I never said Mommy Momma or Mother,
I said Daddy Dada and Brother,
I was just another one of your children thrown away,
You called yourself a Christian well not a damn thing was fixed because you pray,
I was the runt of the litter the youngest and last one you left behind,
There's no life rewind
I wonder if you knew how bad you fucked you our minds,
No bed time songs I told my own stories,
They knew I was fucked up from the start my thoughts were always gory,
Fucked from the beginning of my story they labeled me a junkie baby I was born an addict,
I didn't even mean enough to you for you to stop the habit, Did you even try? Doubt it,
I just needed 9months, 9months out of your whole life,
you couldnt make it that short time without the needles or pipe,
If you had maybe I wouldn't be mentally psychotic,
I remember being 8years old and the preacher calling me demonic,
Hate filled eyes,
Always questioned what was real or just lies,
Cries went unheard you didn't even try,
didn't take a chance on us, didn't jeopardized,
Just filled your veins,
No consequences you just hit start over like it's all on a game ....

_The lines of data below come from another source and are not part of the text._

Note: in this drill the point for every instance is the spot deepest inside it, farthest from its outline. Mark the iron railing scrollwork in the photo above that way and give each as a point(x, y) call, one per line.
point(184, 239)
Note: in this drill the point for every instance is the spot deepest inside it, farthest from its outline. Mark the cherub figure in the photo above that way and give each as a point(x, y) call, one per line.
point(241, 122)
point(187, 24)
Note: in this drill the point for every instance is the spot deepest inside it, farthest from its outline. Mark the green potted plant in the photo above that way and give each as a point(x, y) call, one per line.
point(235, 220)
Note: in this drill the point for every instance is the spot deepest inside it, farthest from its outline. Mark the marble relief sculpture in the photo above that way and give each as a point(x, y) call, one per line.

Out of all of us kids did you even smile when we was born?
Or were we just another labor, nothing to really morn?
Hearts torn we never knew the word family,
Same blood but different color bandanas made sworn enemies,
We all have felonies,
How's that for some nice melodies?
I'm the outcast of the group never claimed a gang,
I've done a lot of drugs but never did bang,
I slang when I have to but that's my only crime,
I have a couple cases but never did any time,
I've jacked a few places but don't steal from people,
I don't think I'm any better than you, when we reach the end we are all equal,
There's no sequel, we only get a one shot,
I can't hate you, you made me, and for that I'll always hold respect for you and that feeling can't be fought,
Caught up and forced to spend your life in a cage,
Too much rage caused your life story to not have another page,
I want you to know I forgive you for everything,
My words might be harsh but it's not cruelness I'm trying to gain,
You didn't break me I grew a lot from the pain,
I didn't have a bad life, yea i grew up in the hood,
But my dad raised me right, that man is nothing but good,
I guess some things just can't be understood,
Would you go back if you could?
Ill never know,
So I'm letting go,
Hoping you're resting in peace, I hope you're finally whole.